Seeming reactionary mass hysteria to the contrary, some people out there are thinking. A short while ago someone in basket-case Detroit (suffering possibly as high as 50% unemployment now) suggested that those hundreds of former city and suburban blocks that are not only abandoned but have only one to three buildings still standing be razed and rezoned as agricultural. The idea is to draw back the physical boundaries of a financially unsupportable array of city services are still mandated in these areas, and encourage close-in food production. Less municipal cost, more microeconomy jobs. The few remaining residents would be given substantial help to relocate to functioning areas which may thus be revitalized.
Likewise, longtime activist John Sinclair plans to open the first marijuana collective in Detroit, to help turn the city around in a situation where no other growth industry is on the horizon (all that possible new cheap agricultural land could make this work). Fourteen states have already approved medical marijuana and fourteen others have legislation pending. Massachusetts has almost decriminalized personal use of the herb, and California has it on the November ballot now. The CA proposal would ban public use, smoking while minors are present, while driving or on school grounds, and leave it to local governments to decide on permitting and taxing sales.
It's estimated that $13 - $42 billion could be saved in prohibition costs (50% of drug arrests are pot-related) while raising $7 billion annually in taxes. The figures are only speculation at this point, but it seems like common sense to work with the only burgeoning domestic industry: the amount of the weed grown in the U.S. in a 25-year period ending in 2006 increased 10 times, and it is much higher quality than the Mexican competition (so I read -- I'm not personally interested and don't want any kind of smoke in my lungs). Most of Mendocino County's economy is cannabis right now. The availability of very few other jobs turns people into entrepreneurs who wouldn't be considered criminals if they were starting, for example, nonproductive sleazy rent-to-own or check-cashing businesses.
Another factoid about the size and potential of this crop: California's annual revenue from citrus is $1.2 billion; the weed industry brings in $14 billion. Untaxed, while we pay for helicopters and agents to destroy it. I guess it's a lot easier than confronting the gangs of L.A., where this law enforcement muscle should be.

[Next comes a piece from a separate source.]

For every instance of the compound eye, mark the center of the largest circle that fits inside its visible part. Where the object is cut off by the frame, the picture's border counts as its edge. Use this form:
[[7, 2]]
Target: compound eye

Apple and Hewlett-Packard were started in garages by young visionaries. DeMille's first feature, at the beginning of one of our biggest industries, was filmed in a horse barn. In rigid, conservative cultures like late Imperial China, Russia and the Ottoman, Roman and Byzantine Empires innovation didn't happen and opportunities were not seized or even looked for. Tightened borders after 9/11 had the unexpected consequence of jump-starting a new, flexible, efficient web of small businesses with high standards in the United States. Why is a part-time job at WalMart the legal thing instead?